While trying to read serial number of the disk to remove it, suprised by report:
smartctl --all /dev/sda
smartctl 5.41 2011-06-09 r3365 [x86_64-linux-3.2.0-4-amd64] (local build)
Copyright © 2002-11 by Bruce Allen, http://smartmontools.sourceforge.net
Vendor: /0:0:0:0
Product:
User Capacity: 600,332,565,813,390,450 bytes [600 PB]

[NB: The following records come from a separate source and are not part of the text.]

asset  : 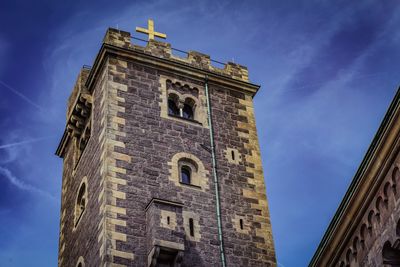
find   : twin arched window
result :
[168,94,195,120]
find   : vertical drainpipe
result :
[205,75,226,267]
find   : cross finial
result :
[136,19,167,40]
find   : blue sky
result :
[0,0,400,267]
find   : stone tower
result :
[57,21,276,267]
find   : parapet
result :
[103,28,249,82]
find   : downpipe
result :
[205,75,226,267]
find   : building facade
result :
[57,25,276,267]
[310,89,400,267]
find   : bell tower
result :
[56,20,276,267]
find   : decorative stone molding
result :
[97,60,134,266]
[339,159,400,266]
[104,28,249,82]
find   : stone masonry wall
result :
[58,67,105,267]
[335,147,400,267]
[59,29,276,267]
[102,52,275,266]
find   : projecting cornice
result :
[86,29,260,96]
[309,88,400,267]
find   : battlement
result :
[103,28,249,82]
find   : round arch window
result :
[181,166,192,184]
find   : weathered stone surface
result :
[55,27,276,266]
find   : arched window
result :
[75,180,87,227]
[182,104,194,120]
[181,165,192,184]
[189,218,194,236]
[382,240,400,266]
[168,98,179,116]
[76,256,85,267]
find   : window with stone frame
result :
[178,158,198,186]
[74,180,88,227]
[76,256,85,267]
[76,120,92,163]
[167,80,200,121]
[67,93,92,168]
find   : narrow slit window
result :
[189,218,194,236]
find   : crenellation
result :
[58,24,275,267]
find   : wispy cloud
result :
[0,136,55,149]
[0,167,55,199]
[0,80,43,111]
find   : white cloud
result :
[0,37,9,76]
[0,167,55,199]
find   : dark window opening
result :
[189,218,194,236]
[168,99,179,116]
[181,166,191,184]
[182,104,194,120]
[75,183,86,226]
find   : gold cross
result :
[136,19,167,40]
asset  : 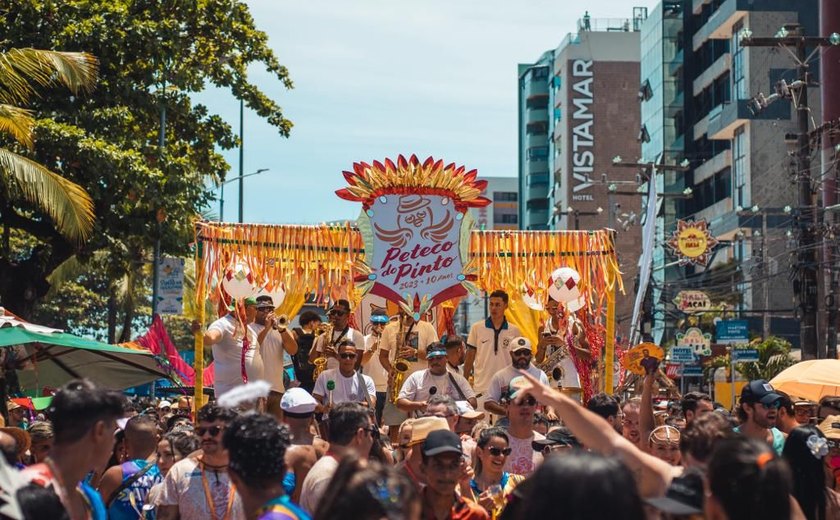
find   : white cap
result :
[280,387,318,415]
[510,336,531,352]
[455,401,484,419]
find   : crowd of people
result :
[0,291,840,520]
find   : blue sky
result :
[197,0,655,224]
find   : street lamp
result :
[219,168,268,222]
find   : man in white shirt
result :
[444,336,466,375]
[249,295,297,421]
[309,300,365,369]
[204,298,263,399]
[397,343,476,414]
[484,336,548,417]
[379,310,438,443]
[362,309,388,425]
[312,340,376,413]
[464,290,522,408]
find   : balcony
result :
[694,52,732,96]
[695,99,790,141]
[694,150,732,184]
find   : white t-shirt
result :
[487,364,548,403]
[300,455,338,514]
[364,334,388,392]
[312,327,365,368]
[504,431,545,477]
[398,368,475,401]
[157,457,245,520]
[207,314,263,399]
[467,318,522,394]
[312,368,376,405]
[248,323,286,394]
[379,321,438,378]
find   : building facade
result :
[642,0,819,350]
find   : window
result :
[528,172,548,187]
[732,18,748,100]
[526,146,548,161]
[493,213,519,224]
[732,126,748,204]
[493,190,520,202]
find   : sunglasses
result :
[487,446,513,457]
[511,395,537,406]
[195,426,225,437]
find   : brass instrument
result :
[389,316,409,404]
[274,314,289,332]
[312,323,333,380]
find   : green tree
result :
[0,0,292,324]
[705,336,796,381]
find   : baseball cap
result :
[510,336,531,352]
[741,379,782,404]
[370,309,389,323]
[507,376,527,399]
[819,415,840,439]
[531,426,580,451]
[455,401,484,419]
[426,343,446,359]
[256,294,274,309]
[420,425,464,457]
[645,469,704,515]
[280,387,318,418]
[408,417,449,446]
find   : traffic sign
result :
[732,348,758,363]
[671,347,694,363]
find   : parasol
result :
[0,315,168,389]
[770,359,840,402]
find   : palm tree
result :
[0,49,99,252]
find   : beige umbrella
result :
[770,359,840,402]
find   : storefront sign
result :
[677,327,712,357]
[674,291,712,314]
[668,219,718,266]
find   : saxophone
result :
[389,316,409,404]
[536,321,569,381]
[312,323,333,380]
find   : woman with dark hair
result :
[313,455,421,520]
[706,436,793,520]
[503,450,645,520]
[782,425,840,520]
[470,427,525,516]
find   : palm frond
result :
[0,148,94,242]
[0,104,35,150]
[0,48,99,104]
[47,249,110,298]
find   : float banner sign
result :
[156,257,184,314]
[367,194,467,308]
[715,320,750,345]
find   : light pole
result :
[219,168,268,222]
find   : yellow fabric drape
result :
[195,221,624,396]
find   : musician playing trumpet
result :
[249,295,298,421]
[536,297,592,402]
[309,299,365,369]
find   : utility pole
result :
[740,24,836,359]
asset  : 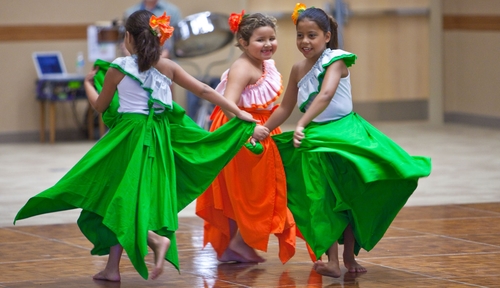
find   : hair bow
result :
[292,3,307,25]
[149,12,174,46]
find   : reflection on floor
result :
[0,203,500,288]
[0,123,500,287]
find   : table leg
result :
[49,101,56,143]
[40,101,45,143]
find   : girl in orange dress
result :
[196,11,296,263]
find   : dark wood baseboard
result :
[444,112,500,129]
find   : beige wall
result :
[443,0,500,119]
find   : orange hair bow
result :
[149,12,174,46]
[292,3,307,25]
[228,10,245,33]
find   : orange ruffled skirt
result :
[196,107,296,263]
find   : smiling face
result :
[240,26,278,61]
[296,18,331,61]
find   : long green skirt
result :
[14,60,255,279]
[273,113,431,259]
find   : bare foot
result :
[344,258,367,273]
[150,236,170,280]
[92,269,121,282]
[228,241,266,263]
[313,260,342,278]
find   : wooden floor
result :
[0,203,500,288]
[0,122,500,288]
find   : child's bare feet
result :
[92,269,121,282]
[344,257,366,273]
[227,233,266,263]
[148,235,170,280]
[313,260,342,278]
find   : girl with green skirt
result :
[14,10,266,281]
[257,3,431,277]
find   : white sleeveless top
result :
[111,55,172,115]
[297,48,357,123]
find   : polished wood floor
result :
[0,203,500,288]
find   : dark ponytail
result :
[125,10,162,72]
[297,7,339,49]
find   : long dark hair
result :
[297,7,339,49]
[125,10,162,72]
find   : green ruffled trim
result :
[109,63,173,111]
[299,53,358,113]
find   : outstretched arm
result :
[164,59,256,122]
[264,65,298,131]
[83,67,125,113]
[293,61,348,147]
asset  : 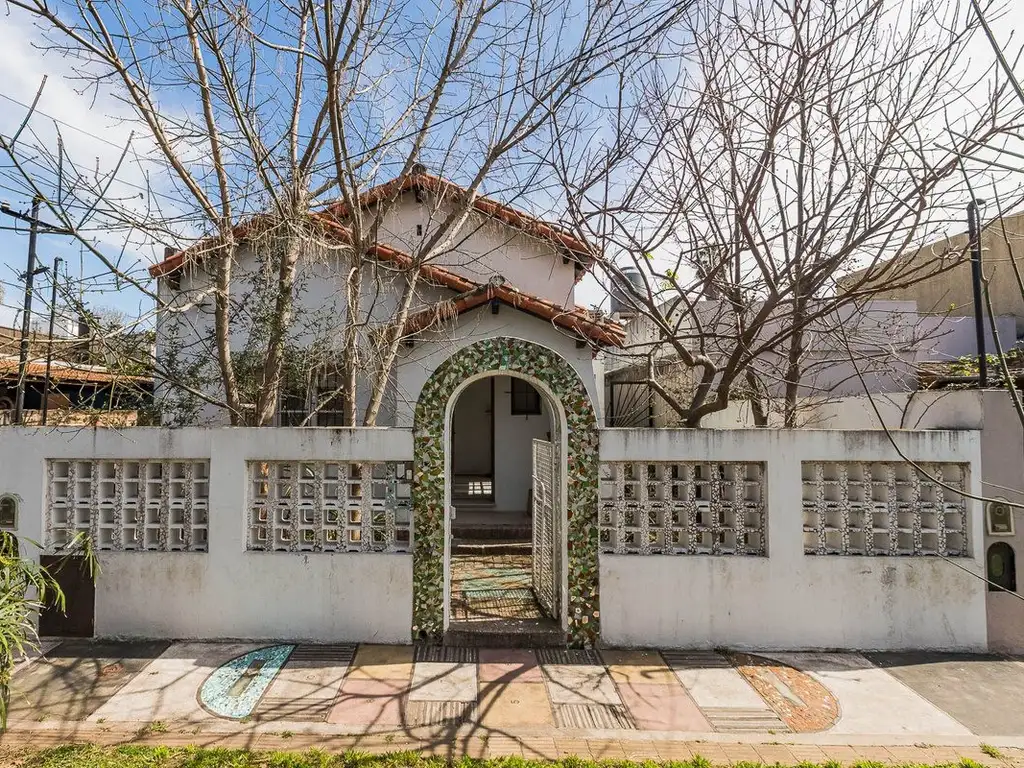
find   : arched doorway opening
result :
[445,373,566,645]
[986,542,1017,592]
[413,337,600,647]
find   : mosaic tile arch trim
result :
[413,337,600,647]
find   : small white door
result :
[532,440,560,618]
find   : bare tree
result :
[3,0,682,425]
[555,0,1022,427]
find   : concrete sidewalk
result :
[4,641,1024,765]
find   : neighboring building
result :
[839,211,1024,335]
[0,354,153,426]
[602,299,1015,427]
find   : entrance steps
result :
[443,618,565,648]
[452,502,534,554]
[452,539,534,555]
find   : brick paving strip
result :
[0,723,1024,768]
[12,643,1024,768]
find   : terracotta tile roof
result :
[327,173,597,267]
[150,173,597,278]
[150,216,269,278]
[150,207,626,346]
[404,267,626,347]
[0,356,152,384]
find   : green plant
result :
[0,530,65,730]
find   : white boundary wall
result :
[600,429,987,650]
[0,428,413,643]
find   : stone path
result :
[8,641,1024,764]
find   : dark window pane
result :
[512,378,541,416]
[985,542,1017,592]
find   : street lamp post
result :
[0,196,71,424]
[967,199,988,389]
[41,256,60,427]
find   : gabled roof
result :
[403,267,626,347]
[315,218,626,347]
[0,355,153,384]
[327,172,597,267]
[150,208,626,346]
[150,173,597,278]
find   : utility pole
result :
[0,196,71,425]
[42,256,60,427]
[967,198,988,389]
[14,198,41,424]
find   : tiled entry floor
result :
[12,642,995,737]
[452,555,544,622]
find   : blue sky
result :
[0,2,614,325]
[0,0,1024,333]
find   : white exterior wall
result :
[600,429,987,650]
[0,427,413,643]
[378,193,575,308]
[495,376,552,512]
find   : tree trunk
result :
[213,243,244,427]
[255,231,302,427]
[362,269,419,427]
[783,298,806,429]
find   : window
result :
[314,369,348,427]
[512,377,541,416]
[0,496,17,528]
[278,367,348,427]
[986,542,1017,592]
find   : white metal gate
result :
[532,440,560,618]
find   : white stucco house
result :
[0,173,988,650]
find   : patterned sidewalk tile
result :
[544,664,622,706]
[479,648,544,683]
[618,683,711,731]
[409,662,477,701]
[327,679,407,727]
[601,650,678,684]
[477,683,554,728]
[348,645,413,682]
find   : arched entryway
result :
[413,337,600,646]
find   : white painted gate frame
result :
[440,370,569,631]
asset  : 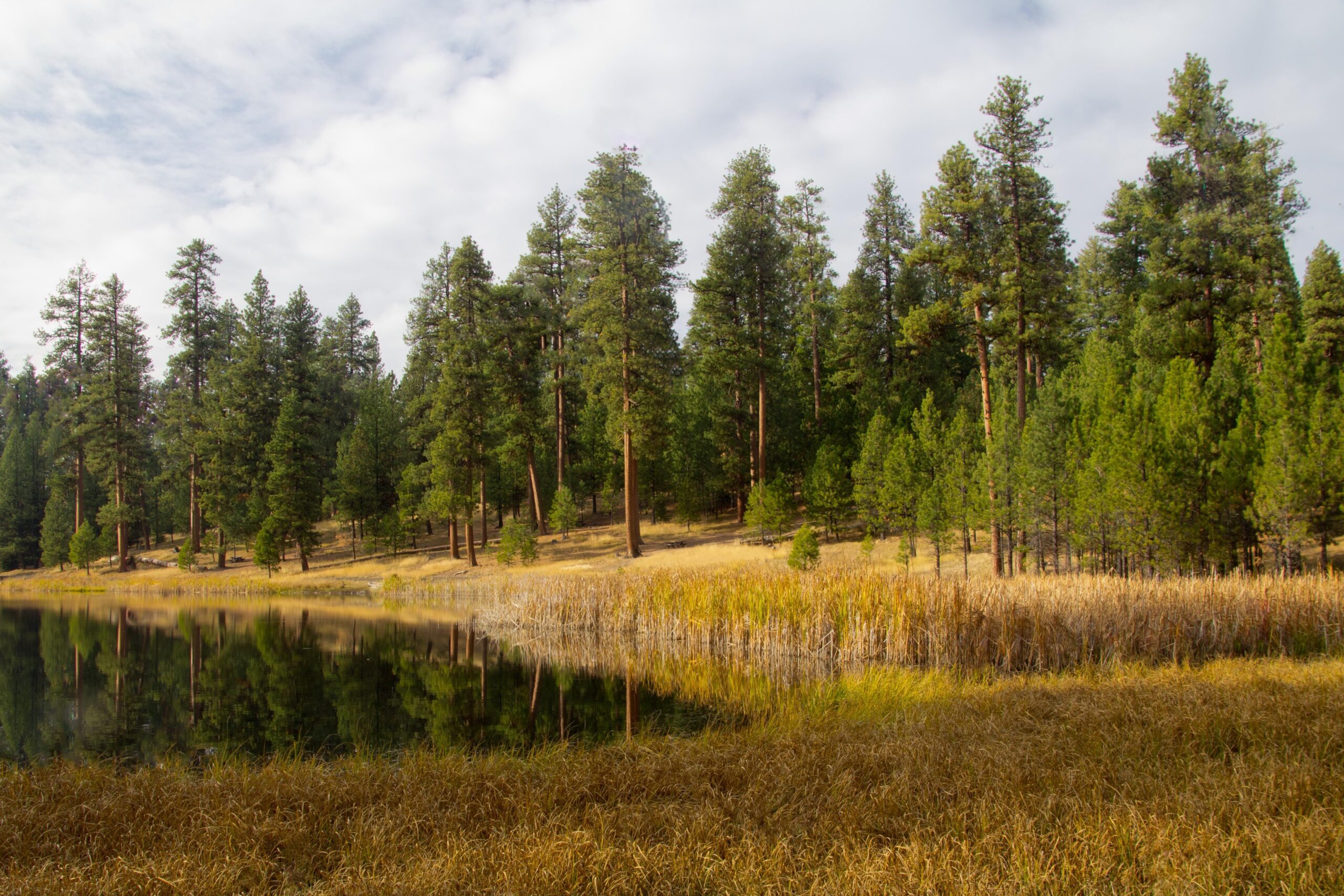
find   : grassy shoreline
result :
[0,660,1344,893]
[8,564,1344,894]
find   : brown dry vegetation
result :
[454,565,1344,672]
[0,660,1344,893]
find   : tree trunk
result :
[75,444,83,532]
[187,451,200,553]
[527,439,547,535]
[621,274,640,560]
[976,302,1004,576]
[808,289,821,426]
[625,663,640,740]
[478,463,490,551]
[1017,303,1027,430]
[757,281,766,485]
[555,328,566,486]
[113,463,129,572]
[621,427,640,559]
[1251,312,1265,376]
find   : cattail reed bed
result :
[465,567,1344,672]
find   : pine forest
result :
[0,55,1344,576]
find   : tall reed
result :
[472,567,1344,672]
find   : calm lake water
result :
[0,598,729,763]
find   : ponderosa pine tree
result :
[780,180,836,433]
[321,293,383,448]
[976,77,1068,427]
[334,376,405,552]
[430,236,495,565]
[79,274,149,572]
[912,144,1003,575]
[262,388,322,572]
[70,520,99,575]
[1144,54,1304,377]
[163,238,219,552]
[852,411,895,537]
[1020,377,1074,574]
[802,444,854,539]
[687,148,792,520]
[518,187,579,485]
[579,146,682,557]
[41,482,75,570]
[264,286,329,571]
[551,485,579,539]
[942,402,985,577]
[484,282,547,535]
[0,361,50,570]
[396,243,460,560]
[36,260,94,529]
[835,171,922,419]
[229,271,282,535]
[910,389,956,577]
[1303,240,1344,371]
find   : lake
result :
[0,595,735,764]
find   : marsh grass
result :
[454,565,1344,672]
[0,660,1344,894]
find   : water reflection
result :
[0,606,716,763]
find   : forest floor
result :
[0,519,1016,591]
[10,517,1344,593]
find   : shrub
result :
[495,520,536,565]
[744,482,793,543]
[70,520,98,575]
[550,485,579,539]
[789,523,821,570]
[859,532,878,563]
[253,517,279,579]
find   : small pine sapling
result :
[789,523,821,571]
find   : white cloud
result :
[0,0,1344,365]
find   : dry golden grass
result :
[0,660,1344,894]
[457,565,1344,670]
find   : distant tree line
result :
[0,55,1344,575]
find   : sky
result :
[0,0,1344,370]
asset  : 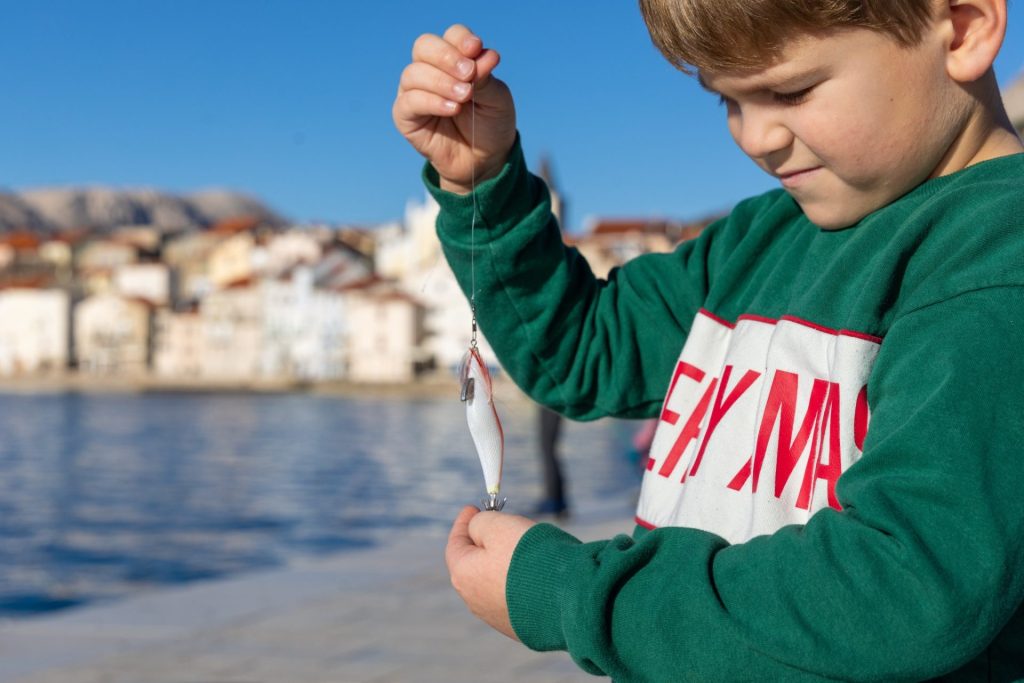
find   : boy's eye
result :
[772,86,814,104]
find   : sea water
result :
[0,393,639,617]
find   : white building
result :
[114,263,171,306]
[385,196,495,371]
[153,308,204,379]
[200,274,345,381]
[261,267,346,382]
[200,285,263,381]
[344,280,429,383]
[0,289,71,375]
[75,294,153,375]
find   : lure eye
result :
[459,377,475,402]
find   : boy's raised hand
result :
[391,25,515,194]
[444,506,534,640]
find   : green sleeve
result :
[507,287,1024,681]
[424,140,729,420]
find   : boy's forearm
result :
[507,288,1024,681]
[425,136,695,419]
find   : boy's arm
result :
[424,140,724,420]
[506,286,1024,681]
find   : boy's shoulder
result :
[876,154,1024,309]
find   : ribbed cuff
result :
[423,135,543,247]
[505,523,583,650]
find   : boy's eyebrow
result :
[697,68,821,95]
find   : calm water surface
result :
[0,394,638,616]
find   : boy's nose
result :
[730,112,793,159]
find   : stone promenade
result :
[0,503,632,683]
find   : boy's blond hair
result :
[640,0,935,73]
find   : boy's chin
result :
[797,200,870,230]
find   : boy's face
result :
[700,29,968,229]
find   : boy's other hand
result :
[444,507,536,640]
[391,25,515,194]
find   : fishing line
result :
[469,93,476,348]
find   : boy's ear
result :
[939,0,1007,83]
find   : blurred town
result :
[0,83,1024,395]
[0,163,709,388]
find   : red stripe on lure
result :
[459,346,505,510]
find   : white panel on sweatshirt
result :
[637,310,882,543]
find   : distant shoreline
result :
[0,373,523,398]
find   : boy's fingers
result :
[413,33,476,81]
[398,61,473,102]
[476,49,502,88]
[392,90,461,126]
[444,24,483,58]
[444,505,480,570]
[466,511,504,548]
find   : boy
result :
[394,0,1024,681]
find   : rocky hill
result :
[0,187,286,234]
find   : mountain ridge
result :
[0,185,288,234]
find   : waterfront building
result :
[200,281,263,381]
[153,308,204,380]
[113,263,171,306]
[342,278,425,384]
[209,231,262,289]
[162,231,221,307]
[0,289,71,376]
[74,294,154,377]
[75,239,138,271]
[200,266,346,382]
[261,266,346,382]
[263,227,324,276]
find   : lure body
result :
[460,346,505,510]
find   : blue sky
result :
[0,0,1024,232]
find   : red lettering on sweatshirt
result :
[728,370,841,508]
[690,366,761,476]
[662,360,705,425]
[794,382,843,510]
[657,379,718,481]
[853,384,871,453]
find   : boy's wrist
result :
[505,523,582,650]
[437,158,511,196]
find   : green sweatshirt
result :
[425,142,1024,681]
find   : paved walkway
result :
[0,505,632,683]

Logical block size: 774843950 bytes
scsiModePageOffset: response length too short, resp_len=47 offset=50 bd_len=46
>> Terminate command early due to bad response to IEC mode page
A mandatory SMART command failed: exiting. To continue, add one or more ‘-T permissive’ options.
where should be:
User Capacity: 2,000,398,934,016 bytes [2,00 TB]
Sector Sizes: 512 bytes logical, 4096 bytes physical
SATA port seems to be ok, because working drive has been connected to it during replacement.
Now doing zeroing of failed disk, it’s at 5%, it has around 3000h uptime, thinking about RMA it?